A 3.75m2 French damier floor with fluid borders c.1930
A small c.3.75m2 French ceramic floor using two 15cm field tiles, a motif tile and a plain off-white tile. Framed by a fluid same sized border, the tiles bear the reverse inscription 'B W', an abbreviation for Usines de la Croix de Pierre, Boucquey et Winckelmans, Lomme pres de Lille. Winckelmans are one of the great French heritage tile producers who, rarely, are still manufacturing today, and from their original factory in Lomme, Lille.
The floor has cleaned well of its old mortar and years of wax revealing a quality c.13mm thick tile with a good slip and no surface wear. As the field tiles were laid at an angle to the borders (as shown in the photographs in the gallery) we have recovered 34 off-white triangle tiles as well as 55 motif and 50 off-white field tiles. Additionally there are 42 same size border tiles. The border corners will need to be mitre cut by your tiler and we have shown in the photo gallery a computer simulation of how they will look.
As this is a small surface area it is likely that economical shipping is only possible if the floor is part of a larger order. But we are happy to provide a quote for whatever you require.

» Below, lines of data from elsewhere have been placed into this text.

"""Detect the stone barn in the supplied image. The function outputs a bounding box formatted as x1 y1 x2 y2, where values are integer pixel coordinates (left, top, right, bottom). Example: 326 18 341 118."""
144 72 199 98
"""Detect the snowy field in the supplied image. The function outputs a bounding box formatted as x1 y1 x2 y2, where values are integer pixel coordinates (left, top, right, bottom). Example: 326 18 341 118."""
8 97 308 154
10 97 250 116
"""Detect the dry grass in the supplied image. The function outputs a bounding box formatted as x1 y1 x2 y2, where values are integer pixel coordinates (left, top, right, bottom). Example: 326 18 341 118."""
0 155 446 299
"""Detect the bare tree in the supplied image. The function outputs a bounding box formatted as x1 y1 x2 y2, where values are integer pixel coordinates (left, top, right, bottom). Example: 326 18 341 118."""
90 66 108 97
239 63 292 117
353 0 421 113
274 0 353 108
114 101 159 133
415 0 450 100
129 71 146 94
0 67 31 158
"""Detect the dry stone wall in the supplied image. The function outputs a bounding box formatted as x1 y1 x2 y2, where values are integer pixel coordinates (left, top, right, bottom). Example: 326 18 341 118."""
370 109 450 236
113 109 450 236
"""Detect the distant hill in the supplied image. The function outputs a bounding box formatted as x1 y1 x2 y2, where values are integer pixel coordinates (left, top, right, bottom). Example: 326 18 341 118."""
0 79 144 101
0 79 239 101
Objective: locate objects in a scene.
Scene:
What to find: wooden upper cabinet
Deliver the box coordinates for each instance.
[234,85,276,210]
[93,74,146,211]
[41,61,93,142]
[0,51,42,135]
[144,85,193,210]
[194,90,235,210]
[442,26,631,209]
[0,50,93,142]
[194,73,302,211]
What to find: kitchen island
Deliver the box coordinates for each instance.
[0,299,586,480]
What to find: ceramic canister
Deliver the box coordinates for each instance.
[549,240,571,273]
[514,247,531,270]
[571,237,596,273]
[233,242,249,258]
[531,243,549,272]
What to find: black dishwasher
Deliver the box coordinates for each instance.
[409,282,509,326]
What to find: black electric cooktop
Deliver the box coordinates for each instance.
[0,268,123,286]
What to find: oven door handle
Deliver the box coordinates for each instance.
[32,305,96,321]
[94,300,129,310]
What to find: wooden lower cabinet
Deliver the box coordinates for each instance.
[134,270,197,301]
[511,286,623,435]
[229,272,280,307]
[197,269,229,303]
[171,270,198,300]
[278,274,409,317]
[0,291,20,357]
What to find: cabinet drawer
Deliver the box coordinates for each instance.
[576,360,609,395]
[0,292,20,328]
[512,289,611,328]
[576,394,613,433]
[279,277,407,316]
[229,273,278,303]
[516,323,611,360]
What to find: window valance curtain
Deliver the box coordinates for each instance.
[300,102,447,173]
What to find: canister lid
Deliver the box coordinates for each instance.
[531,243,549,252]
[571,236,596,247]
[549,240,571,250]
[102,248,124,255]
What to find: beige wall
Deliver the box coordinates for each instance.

Click here to visit the Winckelmans website, which includes a brief history of the company and its current work.
Antique tiles were most commonly made in single or two tile moulds. Before current computer automation methods their moulds were made my hand and the colour slips mixed by eye. Kiln temperatures could also be variable, as could the firing time. The result is that often tiles display subtle size and thickness variations and there can be tonal variations in colours, owing to the slip mixing and/or firing time. All of this makes these handmade tiles unique and adds to their charm. Some floors display their subtle variations in size and tones, some not, but when photographing we always take a random section of the floor so that it is representative of the whole. A tiler should always dry lay a section of the tiles to familiarise himself with them before starting to fix lay.